O novo Sputnik surgiu aos poucos, com o inesperado sucesso da indústria japonesa nos anos 70, e depois da  Coreia do Sul, até a década de 90. De repente, os americanos perceberam não só que as fábricas japonesas e coreanas de eletrônicos e depois automóveis eram mais eficientes, como que seus produtos eram melhores, e a custos muito mais baixos. Diferente dos Estados Unidos, os novos “tigres asiáticos” investiam quase nada em ciência básica, e suas universidades se dedicavam sobretudo à formação de técnicos especializados. Ao invés de grandes projetos estatais, desenvolviam forte parceria entre o governo e conglomerados de empresas privadas no desenvolvimento de indústrias de bens de consumo para o mercado internacional. No início, os americanos tentaram copiar os métodos dos asiáticos, como por exemplo na adoção de sistemas de produção just-in-time e círculos de qualidade, mas aos poucos foram entendendo que a melhor alternativa era estabelecer parcerias comerciais e industriais com estas economias em ascensão.

Mas é com a China, a partir da década de 2000, que o novo Sputnik mostra sua força. Igual à antiga União Soviética e os Estados Unidos, ela desenvolve uma ciência estatal de grande porte na área militar, espacial e de infraestrutura. Igual aos tigres asiáticos, abre espaço para um setor empresarial privado que se beneficia de parcerias e apoio governamental para produzir em grande escala para o mercado internacional,  com produtividade  e qualidade crescentes. E, igual aos Estados Unidos do pós-guerra, expande seus investimentos em educação superior e pesquisa básica em quantidade e qualidade. No início, como com a União Soviética no passado, os Estados Unidos imaginaram que o sucesso da China se devia à espionagem e pirataria da tecnologia americana. Hoje é obvio que, ainda que isto possa ter existido, e que os Estados Unidos ainda mantenham a liderança em muitas áreas de alta tecnologia, a China já é a potência dominante em produção industrial e em muitas áreas de tecnologia aplicada, sem falar em sua consolidação como potência militar.

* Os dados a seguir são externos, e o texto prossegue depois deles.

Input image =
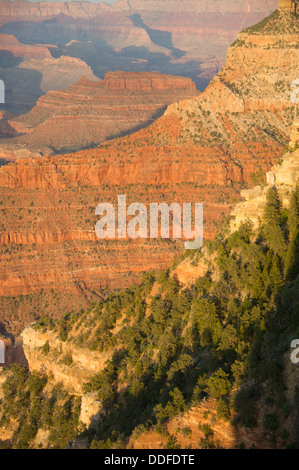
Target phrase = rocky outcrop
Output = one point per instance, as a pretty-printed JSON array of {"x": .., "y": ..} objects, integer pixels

Desta vez, no entanto, ao invés reforçar suas qualidades e procurar se integrar a um novo cenário internacional mais competitivo, o  que vemos por parte dos governos americanos é uma dupla reação negativa. Por um lado, fechar sua economia e tentar reprimir a expansão da China, negando acesso a tecnologias avançadas e impondo barreiras a seus produtos. Por outro, internamente, concentrando poder político e econômico em alguns segmentos do setor privado, às custas tanto do sistema nacional de pesquisa e desenvolvimento quanto das universidades, que perdem sua autonomia intelectual, gerencial e financeira. Do antigo e imbatível tripé de governo, universidade e empresas, parece que só restará parte destas últimas. Ao invés de uma sociedade aberta e plural, o totalitarismo ideológico. É difícil imaginar que com isto seja possível fazer a América grande de novo.